Expressing serious concern over the lack of proper global regulation on technologies affecting the food system, India is considering suggesting to the Food and Agriculture Organization of the UN to facilitate discussions on an international protocol or an agreement or a global authority on such technologies. “There are a lot of technological changes happening. In many cases, we do not have the right kind of regulation to ensure proper use of such technologies. Should we be asking the Food and Agriculture Organization of the UN to help prepare some global protocol on whatever technologies are coming? So, could we or should we have some kind of global agreement on these or should a global authority be advising on these,” Professor Ramesh Chand, Member, NITI Aayog, said. He was speaking at a webinar organised by Research and Information System for Developing Countries (RIS) and NITI Aayog on ‘National Consultation on Issues Before the UN Food Systems Summit’.

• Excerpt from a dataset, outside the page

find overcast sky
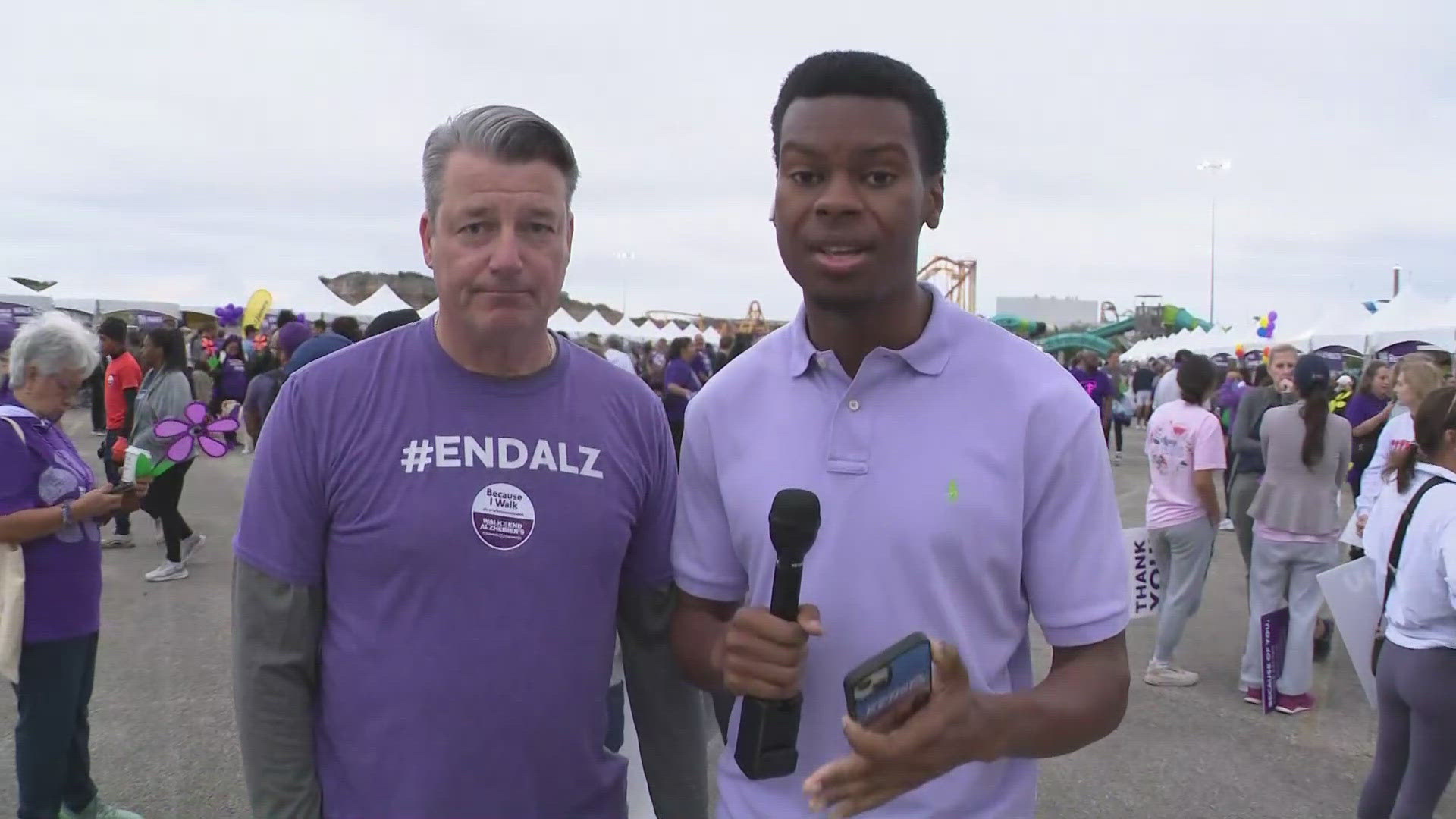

The event was held in the backdrop of the UN announcing that a Food Systems Summit (FSS) will be held in September 2021 in conjunction with the UN General Assembly. This Summit has assumed wider significance in the context of ongoing COVID-19 pandemic which exposed the fragilities in global food systems and their vulnerabilities to external shocks. Prime Minister Narendra Modi is expected to deliver his address during the summit. The 2021 FSS event has outlined five cross-cutting Action Tracks such as: Ensuring Access to Safe and Nutritious Food; Shift towards Healthy and Sustainable Consumption Patterns; Boosting Nature Positive Production at Sufficient Scale; Advancing Equitable Livelihoods; and Building Resilience to Vulnerabilities, Shocks and Stresses.
In his valedictory address, Jayant Sinha, Member of Parliament and Chairperson, Parliamentary Standing Committee on Finance drew upon contemporary challenges of agriculture livelihoods, and the emerging transformative changes and new institutional mechanisms in India for value creation through modern food processing system, with equal emphasis on sustainable food ecosystem. He duly stressed on the importance of access to markets and investments in this sector.
Speaking on the occasion, Professor Sachin Chaturvedi, Director-General, RIS, said given the food security concerns of the developing world, India has volunteered for Action Track 4 (that is related to advancing equitable livelihoods). He said the Indian government, through its food security welfare scheme, Pradhan Mantri Garib Kalyan Anna Yojana, reached out to the masses including the migrant labour and ensured their food security during the COVID-19 pandemic.
Experts at the meeting spoke about the inequities being perpetrated in the global agriculture system with developed countries trying to formalise their first mover advantage in the World Trade Organization negotiations by not agreeing to reducing their trade distorting subsidies, and instead have not only brought in non-tariff barriers in the form of sanitary and phytosanitary or SPS measures but are also putting pressure on the developing countries to cut tariffs. Mr. Pawan Kumar Agarwal, Special Secretary (Logistics), Ministry of Commerce and Industry, though trade issues were only a small subset of the UN food systems discussions, they should be now highlighted from the perspective of hunger, safety and livelihood. There is also a need to advance the work on revisiting global and regional arrangements of food safety so that they are looked at from the objectives of the UN FSS, he said. The webinar addressed various issues related to ‘livelihood security and impli cations for trade in agriculture’ and ‘equitable access to technology for sustainable food systems.’